Finance, Economic Development and Investment Promotion Minister Mthuli Ncube said this during an interview with journalists soon after President Emmerson Mnangagwa had delivered the State of the Nation address to the joint sitting of the National Assembly and Senate at the new Parliament Building in Mt Hampden on Wednesday.
Zimbabwe introduced the ZiG) in April this year as the government maintained that no country in the world can develop without its own currency.
Last week, the Reserve Bank of Zimbabwe announced sweeping monetary policy changes after the economy experienced a resurgence in exchange rate pressures since mid-September.
Ncube said the government was aware that public workers and citizens in general were feeling the impact of the devaluation of the ZiG, hence the need to cushion them.

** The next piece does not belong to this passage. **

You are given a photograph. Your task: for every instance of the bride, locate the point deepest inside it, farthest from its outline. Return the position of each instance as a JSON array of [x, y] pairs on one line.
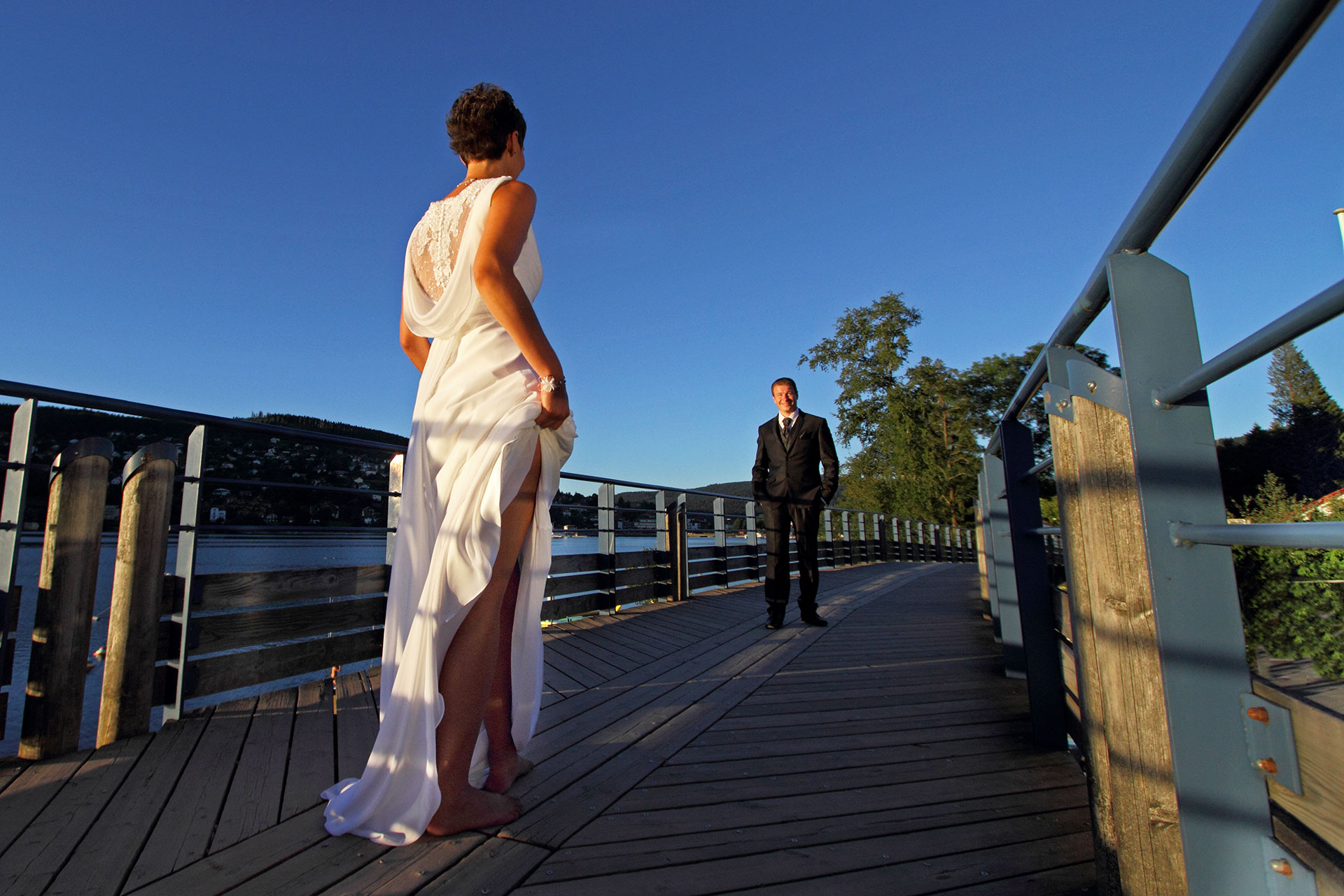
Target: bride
[[461, 672]]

“Putting in place a flexible exchange rate or devaluation does have an impact immediately on incomes, on prices,” he said.
“And for us as a government, we will make some adjustments, naturally, to civil service salaries to make sure that the purchasing power of the salaries is somewhat restored. Maybe not in full, but because someone wants to get in there. So, there is bound to be pain, there’s bound to be impact, and that’s what happens with any policy.
“Any policy does have negative impacts and that’s what will happen. But we will make some adjustments to make sure that those who are losers can be compensated somewhat. It won’t be everybody who will be looked after, but we’ll do our best. But the idea really is to make sure that we deal with the issue of macroeconomic stability, and that’s what the Zimbabwe government has been working on.”
Commenting on the measures announced by the RBZ last week, Ncube said it shows that the government remains determined to stabilise the macroeconomic environment.
“So what the Reserve Bank put in place was a package of measures to really deal with the issue of currency stability. Now, when it comes to the issue of allowing the exchange rates to move to ZiG 25, the intention there was to make sure that the gap between the parallel
market and the official market is somewhat narrowed.
“The idea is that you want to discourage speculative demand for credit, for speculation in the parallel market. The other measure that the central bank put in place was to increase the reserve requirement for loans, for both domestic loans as well as foreign loans,” he said.